The atlas, formerly known as the MHK Atlas, was developed by the National Renewable Energy Laboratory (NREL) with funding from the U.S. Department of Energy’s (DOE’s) Water Power Technologies Office.
NREL leads the project and developed the atlas. The modeling (i.e., data set generation) was completed by Pacific Northwest National Laboratory, Sandia National Laboratories, North Carolina State University, and University of Hawai’i.
“The Marine Energy Atlas includes several new features that not only modernize and streamline the interface but also support higher-resolution data,” said NREL Senior Scientist Levi Kilcher, who led the project. “These enhancements create a more user-friendly experience and make the Marine Energy Atlas a valuable tool for marine energy developers.”
Kilcher envisions that project developers can use the Marine Energy Atlas to locate potential project sites, while technology developers can use it to download data needed to create site-specific technology.
By making this valuable data available to the public, the atlas can help the marine energy sector chart a smooth course forward.
In March 2021, DOE and NREL released a report showing the extensive potential of marine energy resources (wave, tidal, ocean current, ocean thermal, and riverine marine). The report concludes that by leveraging just one-tenth of available marine energy resources would equate to 5.7% of U.S. electricity generation.
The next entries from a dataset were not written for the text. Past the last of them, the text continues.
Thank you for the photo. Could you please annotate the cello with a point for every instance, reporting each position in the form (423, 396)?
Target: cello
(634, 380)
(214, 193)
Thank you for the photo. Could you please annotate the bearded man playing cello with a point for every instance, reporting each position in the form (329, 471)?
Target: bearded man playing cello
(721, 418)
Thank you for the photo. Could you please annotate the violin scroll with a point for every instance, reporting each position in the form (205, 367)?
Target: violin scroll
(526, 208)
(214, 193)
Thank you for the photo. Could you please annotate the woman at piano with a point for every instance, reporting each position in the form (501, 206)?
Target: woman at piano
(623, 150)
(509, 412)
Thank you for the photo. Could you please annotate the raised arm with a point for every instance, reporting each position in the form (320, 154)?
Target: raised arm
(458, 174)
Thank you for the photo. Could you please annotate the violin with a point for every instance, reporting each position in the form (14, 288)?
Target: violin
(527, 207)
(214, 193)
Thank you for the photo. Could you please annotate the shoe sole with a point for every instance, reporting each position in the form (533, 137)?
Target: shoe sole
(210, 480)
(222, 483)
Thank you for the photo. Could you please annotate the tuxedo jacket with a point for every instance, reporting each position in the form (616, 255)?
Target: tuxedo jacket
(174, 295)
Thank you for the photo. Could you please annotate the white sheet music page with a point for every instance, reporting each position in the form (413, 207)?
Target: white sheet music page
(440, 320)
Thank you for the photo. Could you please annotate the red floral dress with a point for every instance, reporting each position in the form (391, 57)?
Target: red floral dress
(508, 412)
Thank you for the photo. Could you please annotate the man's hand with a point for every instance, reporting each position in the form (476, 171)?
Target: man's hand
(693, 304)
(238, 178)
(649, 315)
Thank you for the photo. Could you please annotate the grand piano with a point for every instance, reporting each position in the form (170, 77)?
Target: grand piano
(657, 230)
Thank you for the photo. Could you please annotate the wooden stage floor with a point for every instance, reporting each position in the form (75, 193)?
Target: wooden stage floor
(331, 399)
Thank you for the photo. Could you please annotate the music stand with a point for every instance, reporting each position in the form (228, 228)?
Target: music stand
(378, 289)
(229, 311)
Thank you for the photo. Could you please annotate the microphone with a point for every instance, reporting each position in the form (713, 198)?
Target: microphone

The Deep Dive: Exploring the Atlas’s Design, Functionality
The Atlas uses high-resolution data sets to map U.S. wave, tidal, river current, ocean current, and ocean thermal energy resources. By selecting spatial data layers, users can explore several variables in each of these resource types, such as wave height, wave period, wave direction, tidal and ocean current speeds, and more.
A key feature of the Marine Energy Atlas is its user-friendly interface, which allows users to download data in a range of formats with the click of a button.
New features include:
- A filterable and searchable data library
- All data layers from the former MHK Atlas
- New data layers, including wave models for Pacific, Atlantic, and Hawai’ian regions
- Tools to download time series and other very large pieces of the underlying data
- Simultaneous onscreen appearance of layer and legend
- Improved query functionality
- An updated user interface
- Back-end upgrades that increase performance for on-the-fly visualization of high-resolution data sets.
And the improvements don’t stop there. The team will add analytical capabilities as well as new data sets in the coming year, expanding the coverage and resolution of the Marine Energy Atlas.